Of course, you also have to take in a huge helping of misogyny every single time too. This story is at best hateful, at worst criminally predatory. You’ve got Richard Maple, the Updike stand-in, verbally laying waste to his wife because she has the nerve to not want him to cheat on her with a mutual friend. You’ve got Richard doing the classic Updike baby act, wherein he acts like a child – presumably thinking it’s charming? – to get his wife to mother him. And then at the end, when the couple has found some kind of renewed warmth again, Richard filters this excitement through the creep lens by comparing his wife to a secretary he’s taking out for lunch. Most problematic, though, is the paragraph in which Updike explains the way the Maples go through teenaged girl babysitters back home. He reveals far too much of himself, I fear, when he tells us that their babysitter was “a little sandy girl from down the street who would, Richard calculated, in exactly a year, be painfully lovely.” Yikes. It’s tough to read past that and continue to consider the story on any level other than “Damn, this John Updike was super messed up and no one seems to say anything about that, why not?
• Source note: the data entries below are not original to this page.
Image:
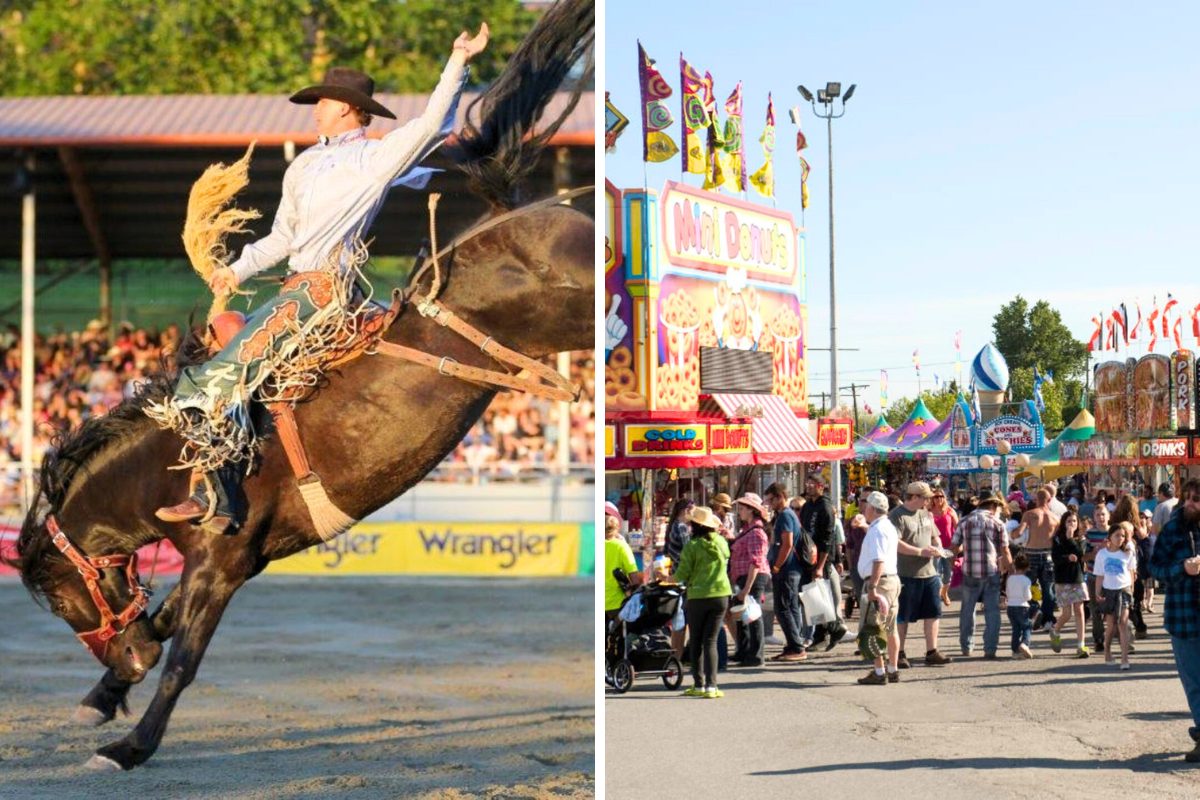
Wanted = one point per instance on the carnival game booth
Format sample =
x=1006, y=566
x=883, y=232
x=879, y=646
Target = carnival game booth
x=706, y=379
x=895, y=456
x=1048, y=461
x=1145, y=425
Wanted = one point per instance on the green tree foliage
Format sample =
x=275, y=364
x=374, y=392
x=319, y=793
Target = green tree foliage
x=1035, y=336
x=151, y=47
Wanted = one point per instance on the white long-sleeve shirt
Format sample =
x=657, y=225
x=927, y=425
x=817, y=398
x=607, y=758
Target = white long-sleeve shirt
x=334, y=190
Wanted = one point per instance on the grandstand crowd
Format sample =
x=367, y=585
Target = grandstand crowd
x=84, y=373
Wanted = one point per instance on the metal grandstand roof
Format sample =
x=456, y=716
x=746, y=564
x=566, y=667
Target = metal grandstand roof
x=214, y=120
x=113, y=173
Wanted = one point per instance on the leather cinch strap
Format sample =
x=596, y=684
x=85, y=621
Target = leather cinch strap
x=545, y=382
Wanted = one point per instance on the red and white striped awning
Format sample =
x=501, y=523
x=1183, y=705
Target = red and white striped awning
x=778, y=434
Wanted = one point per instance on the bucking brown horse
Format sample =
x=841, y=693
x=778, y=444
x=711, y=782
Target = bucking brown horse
x=373, y=431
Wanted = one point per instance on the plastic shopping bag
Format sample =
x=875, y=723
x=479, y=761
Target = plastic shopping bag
x=817, y=601
x=678, y=623
x=753, y=611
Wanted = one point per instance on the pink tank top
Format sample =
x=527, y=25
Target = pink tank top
x=945, y=527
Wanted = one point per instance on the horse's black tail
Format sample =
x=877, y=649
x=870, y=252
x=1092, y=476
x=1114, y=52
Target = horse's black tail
x=497, y=146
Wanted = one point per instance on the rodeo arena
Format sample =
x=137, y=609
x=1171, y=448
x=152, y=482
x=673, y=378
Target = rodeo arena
x=773, y=561
x=402, y=457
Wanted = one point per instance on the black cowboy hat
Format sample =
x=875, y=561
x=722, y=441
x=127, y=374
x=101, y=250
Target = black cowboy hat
x=346, y=85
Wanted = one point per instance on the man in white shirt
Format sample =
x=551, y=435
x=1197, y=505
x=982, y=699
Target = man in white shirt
x=331, y=194
x=877, y=564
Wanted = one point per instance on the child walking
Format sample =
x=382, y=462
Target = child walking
x=1114, y=590
x=1019, y=591
x=1067, y=549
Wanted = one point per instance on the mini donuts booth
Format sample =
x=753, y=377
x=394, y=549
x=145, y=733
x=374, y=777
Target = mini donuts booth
x=706, y=380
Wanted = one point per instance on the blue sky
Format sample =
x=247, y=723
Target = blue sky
x=1048, y=150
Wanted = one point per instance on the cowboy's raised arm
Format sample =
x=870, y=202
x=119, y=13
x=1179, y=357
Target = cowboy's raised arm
x=274, y=247
x=408, y=144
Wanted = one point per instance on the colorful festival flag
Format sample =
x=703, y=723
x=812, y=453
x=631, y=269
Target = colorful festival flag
x=735, y=143
x=718, y=158
x=804, y=184
x=1097, y=341
x=694, y=91
x=615, y=124
x=1167, y=312
x=657, y=145
x=763, y=178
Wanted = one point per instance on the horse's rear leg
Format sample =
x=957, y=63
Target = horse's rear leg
x=109, y=695
x=205, y=591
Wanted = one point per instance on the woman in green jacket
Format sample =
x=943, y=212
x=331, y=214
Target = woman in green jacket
x=703, y=570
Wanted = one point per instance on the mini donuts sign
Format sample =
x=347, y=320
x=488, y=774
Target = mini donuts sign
x=706, y=230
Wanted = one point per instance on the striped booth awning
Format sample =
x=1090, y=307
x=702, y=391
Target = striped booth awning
x=778, y=435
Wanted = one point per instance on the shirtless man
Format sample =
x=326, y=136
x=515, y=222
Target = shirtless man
x=1041, y=522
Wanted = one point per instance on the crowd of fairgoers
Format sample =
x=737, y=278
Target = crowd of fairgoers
x=84, y=373
x=1056, y=595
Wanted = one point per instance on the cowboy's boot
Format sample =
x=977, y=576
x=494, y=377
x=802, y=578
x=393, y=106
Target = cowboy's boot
x=219, y=493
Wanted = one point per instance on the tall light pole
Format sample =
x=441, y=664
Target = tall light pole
x=828, y=113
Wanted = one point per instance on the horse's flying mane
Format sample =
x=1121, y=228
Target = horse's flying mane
x=498, y=149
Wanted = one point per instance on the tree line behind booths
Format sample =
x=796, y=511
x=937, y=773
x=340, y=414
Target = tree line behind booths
x=1027, y=336
x=154, y=47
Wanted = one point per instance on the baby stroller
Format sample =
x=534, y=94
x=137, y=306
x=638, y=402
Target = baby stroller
x=643, y=647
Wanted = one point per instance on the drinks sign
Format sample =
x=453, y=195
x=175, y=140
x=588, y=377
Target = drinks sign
x=1164, y=450
x=660, y=439
x=709, y=232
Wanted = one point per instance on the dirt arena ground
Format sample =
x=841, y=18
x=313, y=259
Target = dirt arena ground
x=360, y=687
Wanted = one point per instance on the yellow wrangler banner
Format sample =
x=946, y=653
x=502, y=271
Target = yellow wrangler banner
x=517, y=549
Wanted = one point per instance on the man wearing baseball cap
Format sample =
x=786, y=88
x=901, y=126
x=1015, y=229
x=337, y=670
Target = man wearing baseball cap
x=921, y=585
x=877, y=563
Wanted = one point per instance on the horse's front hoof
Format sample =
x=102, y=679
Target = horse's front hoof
x=99, y=763
x=89, y=717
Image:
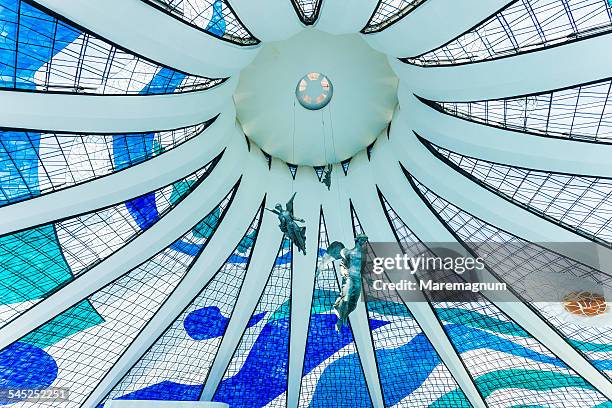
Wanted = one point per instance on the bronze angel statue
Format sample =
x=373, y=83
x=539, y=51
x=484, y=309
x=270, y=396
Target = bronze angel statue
x=288, y=224
x=353, y=262
x=327, y=176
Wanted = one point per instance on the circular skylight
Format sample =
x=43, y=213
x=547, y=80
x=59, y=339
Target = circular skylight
x=314, y=91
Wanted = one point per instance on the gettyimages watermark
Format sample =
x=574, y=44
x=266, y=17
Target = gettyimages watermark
x=500, y=271
x=36, y=395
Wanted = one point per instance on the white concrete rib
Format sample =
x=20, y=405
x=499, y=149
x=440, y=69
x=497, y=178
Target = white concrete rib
x=112, y=113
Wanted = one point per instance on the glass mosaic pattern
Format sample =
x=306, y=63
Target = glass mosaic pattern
x=410, y=370
x=308, y=10
x=579, y=203
x=38, y=261
x=258, y=373
x=77, y=348
x=582, y=112
x=509, y=367
x=46, y=53
x=388, y=12
x=528, y=268
x=36, y=163
x=216, y=17
x=176, y=366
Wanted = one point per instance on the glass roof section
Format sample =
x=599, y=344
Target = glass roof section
x=37, y=261
x=160, y=330
x=523, y=26
x=508, y=365
x=46, y=53
x=104, y=324
x=215, y=17
x=520, y=264
x=34, y=163
x=410, y=370
x=258, y=373
x=389, y=12
x=176, y=366
x=332, y=366
x=307, y=10
x=582, y=112
x=581, y=204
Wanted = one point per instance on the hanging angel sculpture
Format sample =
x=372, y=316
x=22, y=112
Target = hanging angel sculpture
x=288, y=224
x=327, y=176
x=353, y=262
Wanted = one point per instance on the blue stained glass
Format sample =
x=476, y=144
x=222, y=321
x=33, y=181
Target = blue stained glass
x=80, y=317
x=127, y=151
x=217, y=25
x=18, y=166
x=24, y=366
x=209, y=322
x=132, y=149
x=8, y=41
x=32, y=265
x=40, y=38
x=165, y=80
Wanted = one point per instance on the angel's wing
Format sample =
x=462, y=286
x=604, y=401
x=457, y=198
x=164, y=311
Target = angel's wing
x=290, y=204
x=334, y=251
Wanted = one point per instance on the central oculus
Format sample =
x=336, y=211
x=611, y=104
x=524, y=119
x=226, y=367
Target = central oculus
x=314, y=91
x=316, y=98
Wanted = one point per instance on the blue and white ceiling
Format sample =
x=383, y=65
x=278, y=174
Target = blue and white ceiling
x=136, y=258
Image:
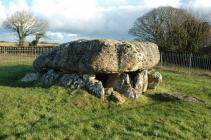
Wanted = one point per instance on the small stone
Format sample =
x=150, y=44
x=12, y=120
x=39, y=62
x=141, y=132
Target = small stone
x=154, y=79
x=115, y=96
x=95, y=87
x=30, y=77
x=49, y=78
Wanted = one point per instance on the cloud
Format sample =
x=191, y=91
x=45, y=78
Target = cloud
x=2, y=13
x=72, y=19
x=157, y=3
x=200, y=3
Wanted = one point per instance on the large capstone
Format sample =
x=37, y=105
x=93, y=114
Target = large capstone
x=111, y=69
x=99, y=56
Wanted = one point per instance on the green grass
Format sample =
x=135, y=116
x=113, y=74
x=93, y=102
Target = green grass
x=33, y=112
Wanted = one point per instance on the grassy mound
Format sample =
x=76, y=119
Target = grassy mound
x=33, y=112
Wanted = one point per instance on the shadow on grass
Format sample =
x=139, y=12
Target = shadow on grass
x=11, y=75
x=108, y=116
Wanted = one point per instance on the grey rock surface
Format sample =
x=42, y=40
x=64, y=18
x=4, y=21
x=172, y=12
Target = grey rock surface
x=154, y=79
x=99, y=56
x=30, y=77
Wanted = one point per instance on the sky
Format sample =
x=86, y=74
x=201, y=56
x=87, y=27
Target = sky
x=74, y=19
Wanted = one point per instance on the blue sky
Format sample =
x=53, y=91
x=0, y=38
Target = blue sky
x=74, y=19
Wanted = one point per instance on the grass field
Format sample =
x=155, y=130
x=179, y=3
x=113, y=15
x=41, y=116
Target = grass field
x=33, y=112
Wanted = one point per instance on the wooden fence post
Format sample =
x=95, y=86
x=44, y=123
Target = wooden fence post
x=190, y=62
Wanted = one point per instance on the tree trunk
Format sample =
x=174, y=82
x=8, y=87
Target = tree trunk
x=21, y=42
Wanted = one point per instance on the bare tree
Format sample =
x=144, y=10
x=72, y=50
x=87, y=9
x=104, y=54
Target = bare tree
x=171, y=28
x=24, y=24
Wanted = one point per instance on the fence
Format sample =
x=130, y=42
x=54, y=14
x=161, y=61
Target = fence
x=188, y=60
x=20, y=55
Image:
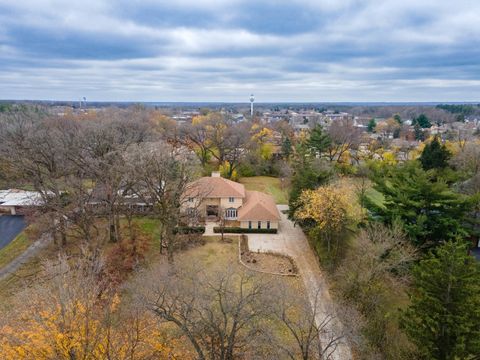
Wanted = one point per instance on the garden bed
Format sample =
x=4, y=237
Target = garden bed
x=267, y=262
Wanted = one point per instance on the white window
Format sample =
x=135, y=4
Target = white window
x=231, y=213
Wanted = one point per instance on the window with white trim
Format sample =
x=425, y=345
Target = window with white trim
x=231, y=213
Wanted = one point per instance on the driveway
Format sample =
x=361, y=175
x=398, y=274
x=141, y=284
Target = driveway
x=291, y=240
x=10, y=227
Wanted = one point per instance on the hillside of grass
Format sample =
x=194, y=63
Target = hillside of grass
x=268, y=185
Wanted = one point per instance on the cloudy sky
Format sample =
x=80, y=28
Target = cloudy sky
x=222, y=50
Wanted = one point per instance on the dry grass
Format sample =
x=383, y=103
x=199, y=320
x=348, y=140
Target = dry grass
x=268, y=185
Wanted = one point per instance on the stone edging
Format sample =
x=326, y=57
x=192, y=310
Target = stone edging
x=263, y=271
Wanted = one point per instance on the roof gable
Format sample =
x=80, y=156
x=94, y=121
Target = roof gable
x=258, y=206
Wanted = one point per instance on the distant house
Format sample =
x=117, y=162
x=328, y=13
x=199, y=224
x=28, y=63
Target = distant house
x=14, y=201
x=213, y=197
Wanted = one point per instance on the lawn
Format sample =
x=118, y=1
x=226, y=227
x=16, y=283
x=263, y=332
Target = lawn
x=14, y=249
x=268, y=185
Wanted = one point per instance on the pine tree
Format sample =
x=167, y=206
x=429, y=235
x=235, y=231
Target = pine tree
x=419, y=134
x=434, y=155
x=371, y=125
x=444, y=317
x=286, y=147
x=423, y=121
x=429, y=211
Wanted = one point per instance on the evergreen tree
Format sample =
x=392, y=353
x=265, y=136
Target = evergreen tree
x=434, y=155
x=371, y=125
x=286, y=147
x=419, y=134
x=429, y=211
x=319, y=141
x=443, y=319
x=423, y=121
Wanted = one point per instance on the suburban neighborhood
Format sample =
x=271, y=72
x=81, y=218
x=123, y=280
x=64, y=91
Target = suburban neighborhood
x=239, y=180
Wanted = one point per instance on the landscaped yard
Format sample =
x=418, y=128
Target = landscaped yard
x=13, y=249
x=268, y=185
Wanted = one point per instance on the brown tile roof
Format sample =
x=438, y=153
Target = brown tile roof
x=215, y=187
x=258, y=207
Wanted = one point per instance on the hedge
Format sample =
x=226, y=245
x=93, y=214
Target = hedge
x=238, y=230
x=189, y=230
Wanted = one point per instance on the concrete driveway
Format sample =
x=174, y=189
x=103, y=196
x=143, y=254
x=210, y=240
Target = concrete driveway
x=10, y=227
x=291, y=240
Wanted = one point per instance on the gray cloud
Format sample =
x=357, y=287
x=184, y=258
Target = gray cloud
x=205, y=50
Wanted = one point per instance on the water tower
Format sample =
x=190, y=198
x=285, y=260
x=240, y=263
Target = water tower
x=252, y=99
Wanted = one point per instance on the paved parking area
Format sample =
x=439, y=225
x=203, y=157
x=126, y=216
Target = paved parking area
x=291, y=240
x=10, y=227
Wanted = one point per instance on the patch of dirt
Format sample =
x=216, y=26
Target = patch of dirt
x=266, y=262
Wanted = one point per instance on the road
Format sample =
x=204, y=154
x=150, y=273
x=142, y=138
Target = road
x=291, y=241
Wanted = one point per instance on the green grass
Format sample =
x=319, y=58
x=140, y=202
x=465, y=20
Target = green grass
x=14, y=249
x=151, y=228
x=268, y=185
x=376, y=197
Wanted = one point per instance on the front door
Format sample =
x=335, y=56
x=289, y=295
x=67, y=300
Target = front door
x=212, y=210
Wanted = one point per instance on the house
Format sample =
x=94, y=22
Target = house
x=214, y=197
x=14, y=201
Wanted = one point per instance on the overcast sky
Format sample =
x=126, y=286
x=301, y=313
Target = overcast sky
x=219, y=50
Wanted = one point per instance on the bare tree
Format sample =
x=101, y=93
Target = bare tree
x=220, y=312
x=311, y=334
x=159, y=175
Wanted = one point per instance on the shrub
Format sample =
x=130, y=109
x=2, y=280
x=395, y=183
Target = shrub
x=238, y=230
x=189, y=230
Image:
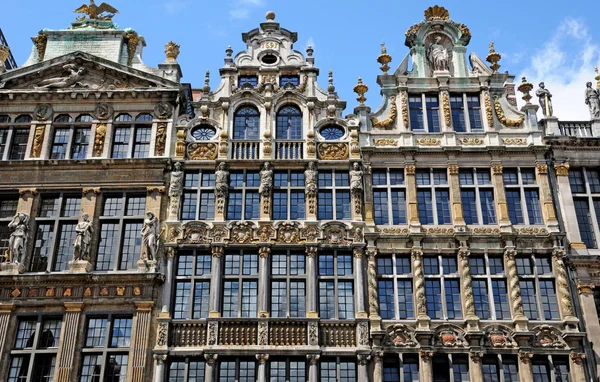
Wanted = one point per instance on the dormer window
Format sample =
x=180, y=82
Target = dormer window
x=251, y=80
x=284, y=80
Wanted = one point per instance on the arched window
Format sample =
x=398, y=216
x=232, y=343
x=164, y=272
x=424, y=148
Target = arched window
x=289, y=123
x=246, y=123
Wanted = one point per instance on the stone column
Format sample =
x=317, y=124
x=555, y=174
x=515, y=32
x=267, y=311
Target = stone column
x=423, y=319
x=577, y=366
x=467, y=289
x=216, y=288
x=359, y=277
x=567, y=206
x=411, y=198
x=311, y=288
x=262, y=367
x=5, y=313
x=68, y=341
x=425, y=369
x=159, y=367
x=455, y=198
x=514, y=289
x=363, y=367
x=139, y=340
x=313, y=367
x=562, y=286
x=263, y=281
x=475, y=371
x=525, y=372
x=372, y=290
x=378, y=365
x=209, y=371
x=500, y=196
Why does he get a free pass?”

He certainly can write. Just read the opening section of this story. It has all the problems and all the glories inherent to the Updike experience. It’s an argument between the Maples as they drive to Boston, and it positively bristles with electricity. The words jump off the page. The dialogue feels so real you figure it is literally just a transcript from a fight the author had with his wife the night before he wrote this. It’s ugly. Richard, as previously noted, is tough to like. But that’s not the point here. Just appreciate the realism and the ferocity. And that’s quite a trick on Updike’s part.

The selection:

“Let’s not talk,” she said.

His hope, of turning the truth into a joke, was rebuked. Any implication of permission was blocked. “It’s that smugness,” he explained, speaking levelly, as if about a phenomenon of which they were both disinterested students. “It’s your smugness that is really intolerable. Your stupidity I don’t mind. Your sexlessness I’ve learned to live with. But that wonderfully smug, New England – I suppose we needed it to get the country founded, but in the Age of Anxiety it really does gall.”

He had been looking over at her, and unexpectedly she turned and looked at him, with a startled but uncannily crystalline expression, as if her face had been in an instant rendered in tinted porcelain, eyelashes and all.

“I asked you not to talk,” she said. “Now you’ve said things that I’ll always remember.”